In my opinion its just an extremely explicit way of phrasing the much more catchy "a module is projective if and only if it is a direct summand of a free module".
The statement "every element in P can be written as a finite linear combination of some elements of P.", where "some" means a finite set, just says that the module is finitely generated.
This has nothing to do with being projective.
Take for instance the $\mathbb Z$-module $\mathbb Z/2$. Here every element can be written as a multiple of $[1]$. So $\mathbb Z/2$ is finitely generated but not projective.
On the other hand the infinite direct sum $\bigoplus_{\mathbb N}\mathbb Z$ is a projective $\mathbb Z$-module which is not finitely generated.

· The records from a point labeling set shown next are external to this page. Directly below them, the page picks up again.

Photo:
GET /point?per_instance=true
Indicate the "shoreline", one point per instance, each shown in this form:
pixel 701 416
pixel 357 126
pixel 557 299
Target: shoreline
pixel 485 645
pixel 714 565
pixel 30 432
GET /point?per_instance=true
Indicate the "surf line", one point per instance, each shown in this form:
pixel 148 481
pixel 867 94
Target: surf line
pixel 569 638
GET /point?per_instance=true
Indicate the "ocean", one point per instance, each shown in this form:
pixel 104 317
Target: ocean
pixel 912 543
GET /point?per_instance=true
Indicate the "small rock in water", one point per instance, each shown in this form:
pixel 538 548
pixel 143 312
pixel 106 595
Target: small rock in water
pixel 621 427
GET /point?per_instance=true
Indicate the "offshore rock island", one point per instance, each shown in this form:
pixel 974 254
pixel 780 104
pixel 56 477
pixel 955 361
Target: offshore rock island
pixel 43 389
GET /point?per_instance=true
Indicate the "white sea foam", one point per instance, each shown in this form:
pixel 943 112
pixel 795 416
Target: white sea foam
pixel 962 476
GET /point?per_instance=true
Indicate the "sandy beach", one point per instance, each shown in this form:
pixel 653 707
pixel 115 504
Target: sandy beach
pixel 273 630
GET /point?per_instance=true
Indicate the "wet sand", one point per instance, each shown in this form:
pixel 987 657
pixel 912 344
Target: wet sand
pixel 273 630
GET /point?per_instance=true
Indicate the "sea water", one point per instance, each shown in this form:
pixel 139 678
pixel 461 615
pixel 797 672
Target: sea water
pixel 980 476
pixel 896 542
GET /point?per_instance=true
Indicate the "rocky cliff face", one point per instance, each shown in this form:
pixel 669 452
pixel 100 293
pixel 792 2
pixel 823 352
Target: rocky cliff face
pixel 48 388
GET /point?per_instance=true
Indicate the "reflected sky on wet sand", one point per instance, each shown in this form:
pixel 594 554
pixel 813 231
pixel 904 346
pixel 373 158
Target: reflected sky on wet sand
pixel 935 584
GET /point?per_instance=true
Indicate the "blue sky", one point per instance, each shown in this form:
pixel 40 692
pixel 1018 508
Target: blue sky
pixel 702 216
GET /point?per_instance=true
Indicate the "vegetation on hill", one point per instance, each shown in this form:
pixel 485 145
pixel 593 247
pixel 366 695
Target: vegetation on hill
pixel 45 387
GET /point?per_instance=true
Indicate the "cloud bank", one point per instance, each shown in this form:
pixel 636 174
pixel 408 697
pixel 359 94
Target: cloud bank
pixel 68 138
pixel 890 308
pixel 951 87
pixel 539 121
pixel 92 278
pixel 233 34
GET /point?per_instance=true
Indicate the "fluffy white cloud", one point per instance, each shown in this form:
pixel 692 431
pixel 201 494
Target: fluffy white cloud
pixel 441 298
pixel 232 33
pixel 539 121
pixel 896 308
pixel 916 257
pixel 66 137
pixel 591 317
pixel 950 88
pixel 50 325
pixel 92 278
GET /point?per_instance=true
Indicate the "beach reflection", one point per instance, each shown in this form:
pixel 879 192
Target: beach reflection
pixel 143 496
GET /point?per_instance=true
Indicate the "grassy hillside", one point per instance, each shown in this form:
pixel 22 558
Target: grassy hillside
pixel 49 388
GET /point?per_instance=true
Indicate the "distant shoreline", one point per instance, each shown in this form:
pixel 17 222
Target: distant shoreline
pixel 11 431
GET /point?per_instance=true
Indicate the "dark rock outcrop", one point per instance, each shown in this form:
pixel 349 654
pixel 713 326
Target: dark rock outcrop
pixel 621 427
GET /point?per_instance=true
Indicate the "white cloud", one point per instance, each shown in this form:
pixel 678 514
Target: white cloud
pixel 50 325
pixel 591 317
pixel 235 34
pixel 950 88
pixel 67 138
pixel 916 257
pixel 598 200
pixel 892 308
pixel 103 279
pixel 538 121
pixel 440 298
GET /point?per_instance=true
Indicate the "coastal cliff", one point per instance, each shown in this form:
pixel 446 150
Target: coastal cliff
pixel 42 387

The crucial thing in the definition of a projective basis is really that you have homomorphisms out of $P$ into the ring (regarded as module over itself).
The phrasing of your statement
a module P is projective iff every element in P can be written as a finite linear combination of some elements of P
is pretty bad, because it is not at all evident from that those some elements are fixed: what you mean, but not what you wrote, probably is
a module is projective iff there is a set $X\subseteq P$ such that every element of $P$ is a finite combination of elements of $X$.
Now, this last statement is false: you can always pick $X=P$, so its truth would imply that all modules are projective---and there are rings which have non-projective modules!